10 Years Ago: Clutch Explores the Blues With ‘From Beale Street to Oblivion’
For their eighth studio album, 2007's From Beale Street to Oblivion, Clutch found new inspiration from a source that had previously fed many of their rock heroes: the blues.
“I think as years go on everyone in the band listens to blues more and more," singer Neil Fallon told the Freeborn Times around the time of the album's release. "Not because we’re sad and upset, but because our musical tastes are expanding and maturing. Also, those old bands we love like Led Zeppelin and ZZ Top are really, really closely related to the blues, they made the riff really big, with a swing. A light bulb just went off in our heads one day and we realized that that was the kind of direction we were beginning to take, so we started really exploring it."
Beale Street was the second album to feature organist Mick Schauer and the band's five-man lineup. Unlike the more Deep Purple-inspired, slightly progressive leanings of much of 2005's Robot Hive / Exodus, the new record looked several generations further into the past. For example, the single "Electric Worry" was a partial cover of a Mississippi Fred McDowell song, complete with "Bang! Bang! Bang! Bang!" John Lee Hooker shout-outs and a harmonica solo.
"We played our first show in '91, and I would say that our style now is more blues-oriented and less hardcore," guitarist Tim Sult explained to Ultimate Guitar. "When I started out, I didn't really play solos and I kind of played noisy-type parts. Now I play actual solos along with the noisy-type parts," he joked.

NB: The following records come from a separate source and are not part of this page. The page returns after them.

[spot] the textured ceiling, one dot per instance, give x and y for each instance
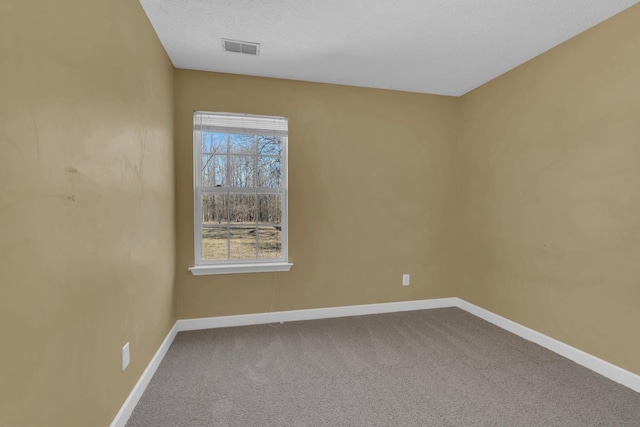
(445, 47)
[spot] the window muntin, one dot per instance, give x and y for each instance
(240, 177)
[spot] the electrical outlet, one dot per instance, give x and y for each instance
(126, 357)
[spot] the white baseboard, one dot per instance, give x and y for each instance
(604, 368)
(132, 400)
(312, 314)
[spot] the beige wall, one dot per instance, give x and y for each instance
(369, 195)
(549, 231)
(521, 197)
(86, 207)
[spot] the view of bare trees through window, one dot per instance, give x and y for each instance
(241, 181)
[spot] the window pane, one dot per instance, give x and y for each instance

Lyrically, Fallon remained as wonderfully witty, observant and off-kilter as ever. Here's how he explained the inspiration for the rousing, swampy "Black Umbrella," which apparently struck him while visiting a venue outside St. Louis. “In Sauget, Illinois there is a club called Pop’s. It’s on a lawless piece of land with 24 hour strip bars and an O.T.B. I once went into the O.T.B. facility and saw the strangest collection of people one could imagine. It was Mos Eisley spaceport. A woman dressed like she had come straight from a jazz funeral walked in and no one seemed to notice her but myself. I guess anomaly is typical in Sauget."
Two years after the release of Beale Street, Clutch returned to their traditional four-piece lineup for 2009's more direct and less polished Strange Cousins From the West. Their most recent releases, 2013's Earth Rocker and 2015's Psychic Warfare, have leaned more towards the sound of their more aggressive, riff-based early days, but with a heightened level of sophistication.